Stability inversion occurs when:
Cheap strategy remains below hard cap
while Robust strategy exceeds hard cap.
Formally:
c_a · D + k_A · f(D) ≥ C
while
c_a · D + k_B · f(D) < C
where k_A > k_B.
This inversion arises from nonlinear recomputation scaling interacting with bounded hardware constraints.

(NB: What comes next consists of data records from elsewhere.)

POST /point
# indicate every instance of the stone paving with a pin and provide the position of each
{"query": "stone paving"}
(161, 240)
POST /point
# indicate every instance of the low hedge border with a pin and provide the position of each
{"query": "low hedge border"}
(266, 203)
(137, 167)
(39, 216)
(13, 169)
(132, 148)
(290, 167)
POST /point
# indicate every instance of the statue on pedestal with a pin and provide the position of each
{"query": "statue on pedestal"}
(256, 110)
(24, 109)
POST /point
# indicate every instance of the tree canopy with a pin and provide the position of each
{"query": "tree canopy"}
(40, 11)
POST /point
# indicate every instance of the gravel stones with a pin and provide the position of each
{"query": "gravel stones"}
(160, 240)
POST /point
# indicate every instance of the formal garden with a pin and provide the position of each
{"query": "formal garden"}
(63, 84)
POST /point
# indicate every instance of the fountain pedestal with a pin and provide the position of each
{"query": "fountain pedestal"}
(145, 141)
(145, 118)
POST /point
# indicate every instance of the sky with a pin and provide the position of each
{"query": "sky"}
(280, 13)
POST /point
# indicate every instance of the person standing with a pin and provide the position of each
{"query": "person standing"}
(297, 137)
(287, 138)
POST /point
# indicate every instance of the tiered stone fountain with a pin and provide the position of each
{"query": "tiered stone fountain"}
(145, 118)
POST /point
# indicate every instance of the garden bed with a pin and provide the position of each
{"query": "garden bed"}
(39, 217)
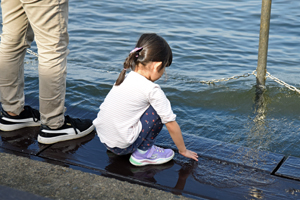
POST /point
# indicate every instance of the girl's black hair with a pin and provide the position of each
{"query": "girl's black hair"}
(154, 49)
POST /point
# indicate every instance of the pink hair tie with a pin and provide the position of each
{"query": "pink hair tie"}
(136, 49)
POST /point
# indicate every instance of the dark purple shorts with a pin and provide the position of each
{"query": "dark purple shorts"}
(151, 126)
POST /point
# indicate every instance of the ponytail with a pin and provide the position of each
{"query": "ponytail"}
(149, 48)
(130, 62)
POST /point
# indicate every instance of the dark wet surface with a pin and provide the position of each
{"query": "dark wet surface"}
(224, 171)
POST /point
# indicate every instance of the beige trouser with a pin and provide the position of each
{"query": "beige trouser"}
(45, 21)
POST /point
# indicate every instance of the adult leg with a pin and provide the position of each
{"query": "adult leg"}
(16, 37)
(49, 21)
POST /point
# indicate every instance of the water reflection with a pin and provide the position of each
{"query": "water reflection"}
(22, 138)
(120, 165)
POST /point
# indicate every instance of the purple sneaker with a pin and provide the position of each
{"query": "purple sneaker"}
(155, 155)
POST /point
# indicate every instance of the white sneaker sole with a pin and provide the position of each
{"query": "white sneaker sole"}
(61, 138)
(13, 127)
(144, 162)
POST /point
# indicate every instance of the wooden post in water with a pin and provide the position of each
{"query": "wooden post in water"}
(263, 44)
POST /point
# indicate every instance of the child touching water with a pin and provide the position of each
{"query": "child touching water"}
(135, 109)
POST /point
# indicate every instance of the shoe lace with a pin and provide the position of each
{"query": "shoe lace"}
(72, 122)
(35, 116)
(159, 149)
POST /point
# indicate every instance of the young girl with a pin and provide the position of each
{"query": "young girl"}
(135, 109)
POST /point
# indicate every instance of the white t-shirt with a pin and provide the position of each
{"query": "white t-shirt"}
(118, 121)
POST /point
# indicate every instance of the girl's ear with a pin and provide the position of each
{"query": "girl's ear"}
(157, 65)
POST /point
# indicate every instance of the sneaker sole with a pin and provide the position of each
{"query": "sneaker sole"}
(14, 127)
(144, 162)
(61, 138)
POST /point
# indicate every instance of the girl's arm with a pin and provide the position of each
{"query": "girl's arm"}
(176, 135)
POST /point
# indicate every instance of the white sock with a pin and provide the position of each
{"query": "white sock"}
(142, 152)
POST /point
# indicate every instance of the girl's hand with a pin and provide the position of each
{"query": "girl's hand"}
(189, 154)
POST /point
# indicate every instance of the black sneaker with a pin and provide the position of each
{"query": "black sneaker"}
(72, 129)
(27, 118)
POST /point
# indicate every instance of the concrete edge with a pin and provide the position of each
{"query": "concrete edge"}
(57, 182)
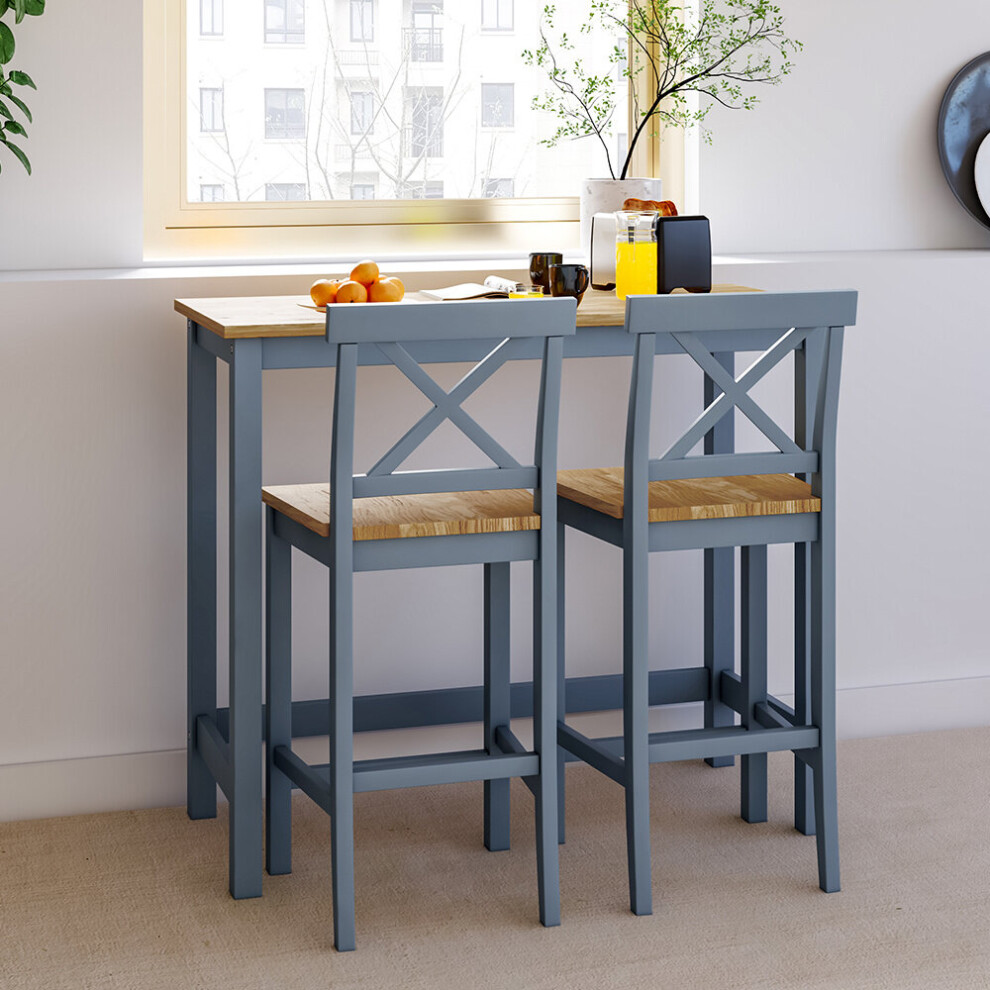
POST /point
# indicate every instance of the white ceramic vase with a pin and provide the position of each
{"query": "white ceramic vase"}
(607, 196)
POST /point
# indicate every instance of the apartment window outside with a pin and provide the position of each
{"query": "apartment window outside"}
(210, 18)
(285, 22)
(498, 105)
(362, 112)
(286, 192)
(211, 110)
(285, 114)
(424, 105)
(424, 40)
(429, 189)
(497, 15)
(362, 20)
(499, 188)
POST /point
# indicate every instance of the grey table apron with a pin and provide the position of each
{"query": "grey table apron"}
(224, 744)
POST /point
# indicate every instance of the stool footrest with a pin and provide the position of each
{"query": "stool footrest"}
(406, 771)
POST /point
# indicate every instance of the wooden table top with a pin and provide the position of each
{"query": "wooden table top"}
(295, 316)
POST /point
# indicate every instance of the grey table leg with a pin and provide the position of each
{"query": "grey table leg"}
(753, 614)
(201, 568)
(278, 693)
(497, 707)
(719, 584)
(245, 619)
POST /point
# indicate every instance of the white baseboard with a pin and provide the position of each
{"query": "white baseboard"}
(151, 780)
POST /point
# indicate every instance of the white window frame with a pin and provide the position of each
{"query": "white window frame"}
(498, 7)
(179, 229)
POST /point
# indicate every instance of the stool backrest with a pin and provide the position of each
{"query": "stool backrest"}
(505, 330)
(775, 324)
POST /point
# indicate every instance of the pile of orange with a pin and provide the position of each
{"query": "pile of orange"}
(366, 284)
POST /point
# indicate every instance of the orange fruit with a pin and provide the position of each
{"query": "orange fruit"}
(386, 290)
(324, 291)
(352, 292)
(365, 272)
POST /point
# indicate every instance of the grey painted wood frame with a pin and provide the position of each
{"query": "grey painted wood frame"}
(811, 326)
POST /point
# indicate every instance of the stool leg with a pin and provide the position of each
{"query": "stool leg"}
(753, 615)
(497, 698)
(278, 692)
(545, 726)
(635, 721)
(342, 755)
(823, 703)
(561, 684)
(804, 803)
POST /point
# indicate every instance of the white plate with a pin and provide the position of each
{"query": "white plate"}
(981, 169)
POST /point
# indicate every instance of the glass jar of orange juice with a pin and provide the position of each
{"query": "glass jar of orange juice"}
(635, 253)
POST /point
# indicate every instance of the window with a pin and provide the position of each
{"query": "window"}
(285, 22)
(496, 15)
(362, 20)
(424, 40)
(428, 189)
(210, 18)
(498, 105)
(499, 188)
(210, 110)
(286, 192)
(285, 113)
(424, 105)
(362, 112)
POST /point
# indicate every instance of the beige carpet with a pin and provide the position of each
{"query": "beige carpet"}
(138, 900)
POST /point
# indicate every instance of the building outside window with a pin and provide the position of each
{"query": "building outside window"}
(362, 112)
(424, 39)
(425, 110)
(498, 105)
(497, 15)
(211, 110)
(430, 189)
(285, 22)
(285, 113)
(362, 20)
(286, 192)
(499, 188)
(210, 18)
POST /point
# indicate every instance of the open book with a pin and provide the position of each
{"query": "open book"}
(493, 288)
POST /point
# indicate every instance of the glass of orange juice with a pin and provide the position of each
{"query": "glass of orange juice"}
(635, 253)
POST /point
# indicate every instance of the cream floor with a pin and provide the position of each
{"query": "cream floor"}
(138, 900)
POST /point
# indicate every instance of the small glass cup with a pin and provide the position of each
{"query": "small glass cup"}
(524, 290)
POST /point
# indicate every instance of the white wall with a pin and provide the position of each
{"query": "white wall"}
(92, 450)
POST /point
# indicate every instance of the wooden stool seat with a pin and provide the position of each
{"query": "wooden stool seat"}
(398, 517)
(601, 489)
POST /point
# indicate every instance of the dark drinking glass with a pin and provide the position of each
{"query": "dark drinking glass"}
(569, 280)
(539, 268)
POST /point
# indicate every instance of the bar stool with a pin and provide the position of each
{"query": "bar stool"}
(387, 519)
(703, 501)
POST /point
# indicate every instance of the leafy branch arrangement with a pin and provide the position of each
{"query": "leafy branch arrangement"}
(9, 125)
(666, 50)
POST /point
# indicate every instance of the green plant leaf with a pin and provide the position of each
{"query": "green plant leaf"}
(6, 44)
(22, 79)
(19, 155)
(22, 106)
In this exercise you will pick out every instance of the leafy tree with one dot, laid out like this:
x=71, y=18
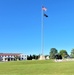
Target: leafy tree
x=63, y=53
x=53, y=52
x=72, y=53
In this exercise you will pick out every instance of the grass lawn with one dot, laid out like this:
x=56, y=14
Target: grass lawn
x=43, y=67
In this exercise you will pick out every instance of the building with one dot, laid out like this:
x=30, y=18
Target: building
x=12, y=56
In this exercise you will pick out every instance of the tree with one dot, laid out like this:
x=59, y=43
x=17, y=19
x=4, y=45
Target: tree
x=63, y=53
x=72, y=53
x=53, y=52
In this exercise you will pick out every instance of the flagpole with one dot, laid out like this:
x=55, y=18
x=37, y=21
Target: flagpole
x=42, y=33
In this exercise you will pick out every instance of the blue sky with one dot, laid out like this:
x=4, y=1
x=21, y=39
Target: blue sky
x=20, y=26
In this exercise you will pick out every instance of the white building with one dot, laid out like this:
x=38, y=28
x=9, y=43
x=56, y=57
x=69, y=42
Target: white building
x=12, y=56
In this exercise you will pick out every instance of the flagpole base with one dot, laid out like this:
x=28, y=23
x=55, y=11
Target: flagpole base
x=42, y=57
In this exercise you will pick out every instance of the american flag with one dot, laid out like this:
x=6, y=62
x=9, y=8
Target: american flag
x=43, y=8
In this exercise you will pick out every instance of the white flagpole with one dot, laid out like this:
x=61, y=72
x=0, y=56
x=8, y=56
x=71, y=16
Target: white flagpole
x=42, y=32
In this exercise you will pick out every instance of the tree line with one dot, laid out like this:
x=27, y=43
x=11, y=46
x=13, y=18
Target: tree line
x=61, y=54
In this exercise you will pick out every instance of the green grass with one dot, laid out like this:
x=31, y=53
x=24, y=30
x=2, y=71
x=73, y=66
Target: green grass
x=45, y=67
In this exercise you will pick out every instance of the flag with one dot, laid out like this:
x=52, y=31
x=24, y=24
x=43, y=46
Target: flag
x=45, y=15
x=43, y=8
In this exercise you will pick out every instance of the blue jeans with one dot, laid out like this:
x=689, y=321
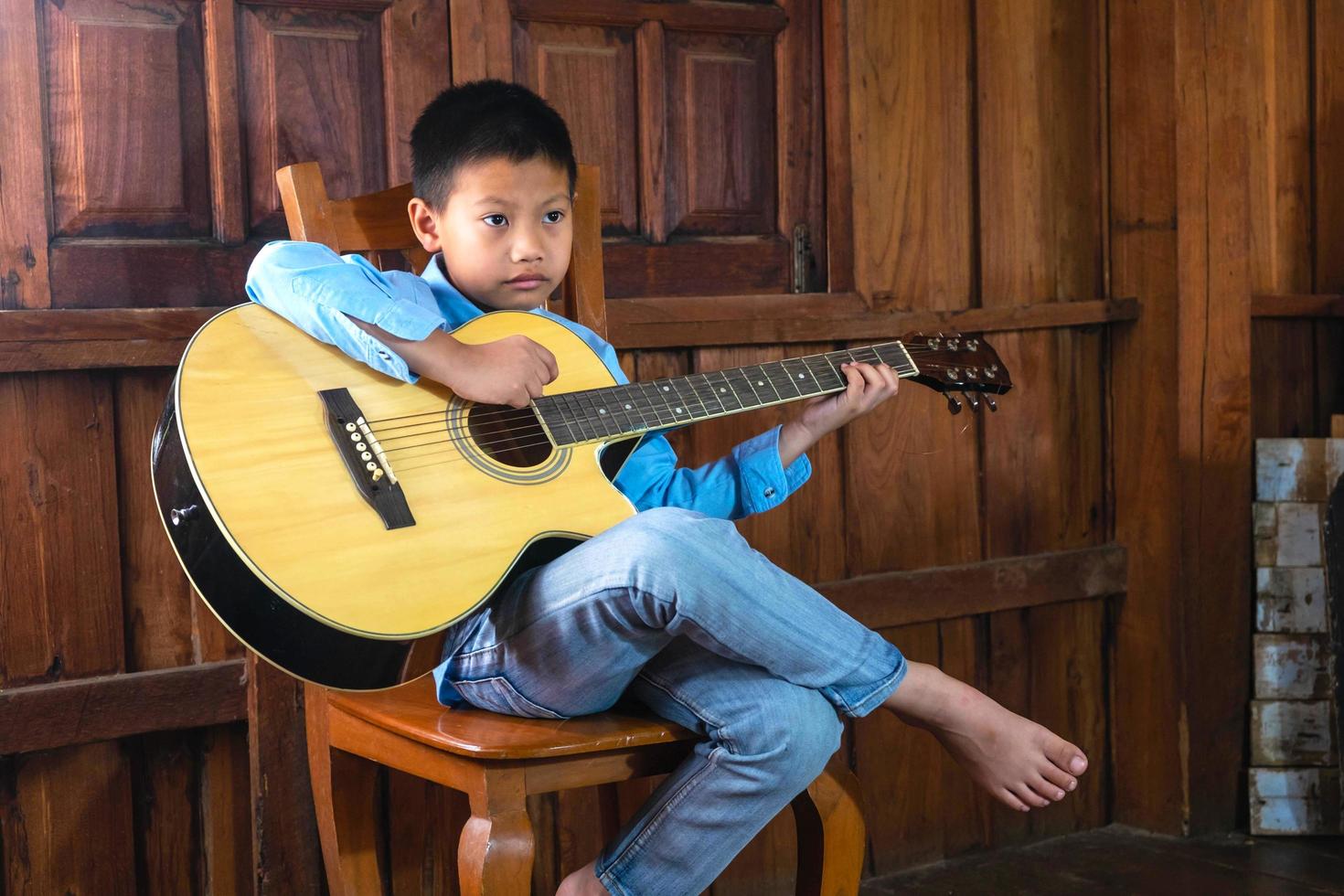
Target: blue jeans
x=677, y=610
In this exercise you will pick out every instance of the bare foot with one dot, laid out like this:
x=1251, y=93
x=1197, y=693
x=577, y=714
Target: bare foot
x=1019, y=762
x=582, y=883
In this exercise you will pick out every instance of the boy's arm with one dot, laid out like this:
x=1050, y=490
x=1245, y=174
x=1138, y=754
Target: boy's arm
x=390, y=321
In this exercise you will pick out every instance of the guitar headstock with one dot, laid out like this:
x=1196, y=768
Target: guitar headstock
x=958, y=363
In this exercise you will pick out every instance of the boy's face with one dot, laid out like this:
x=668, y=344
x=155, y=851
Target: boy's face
x=506, y=231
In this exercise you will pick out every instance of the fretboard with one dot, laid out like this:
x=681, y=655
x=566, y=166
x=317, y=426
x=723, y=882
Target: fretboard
x=617, y=411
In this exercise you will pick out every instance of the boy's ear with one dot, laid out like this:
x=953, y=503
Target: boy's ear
x=425, y=223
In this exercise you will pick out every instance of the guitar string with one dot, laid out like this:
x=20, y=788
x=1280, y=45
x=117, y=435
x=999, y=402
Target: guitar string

Robustness is therefore conditional under bounded compute.
SFR-BR ensures:
- Deterministic corruption injection
- Explicit hard cap enforcement
- Controlled probabilistic detection
- Fixed parameter grids
- No external API calls
- Fully replayable experiments
All figures and stability surfaces are reproducible via:
python main.py
SFR-BR evolved through structured research iterations:
- Deterministic execution engine
- Hardware constraint modeling
- Cost simulation integration
- Latent KV corruption modeling
- Probabilistic detection delay
- Collapse boundary sweeps
- Phase transition mapping
- Differential stability comparison
- Boundary curve extraction
- Theoretical inequality derivation
- Empirical-theoretical overlay validation
- Stability inversion detection
Each iteration progressively refined the system into a formal stability benchmark.
SFR-BR is:
- A benchmark for stateful recovery under bounded compute
- A deterministic systems framework
- A stability phase analysis engine
- A nonlinear collapse boundary extractor
- A theoretical + empirical validation artifact
It is not merely a recovery simulator.
It is a stability mapping system for bounded AI recovery.
SFR-BR formalizes:
- When recovery policies remain stable
- When bounded compute induces collapse
- How nonlinear cost scaling shapes stability regions
- How empirical collapse aligns with theoretical inequality
- When robustness may destabilize under strict hardware limits
The framework provides a reproducible foundation for studying recovery stability in resource-constrained AI systems.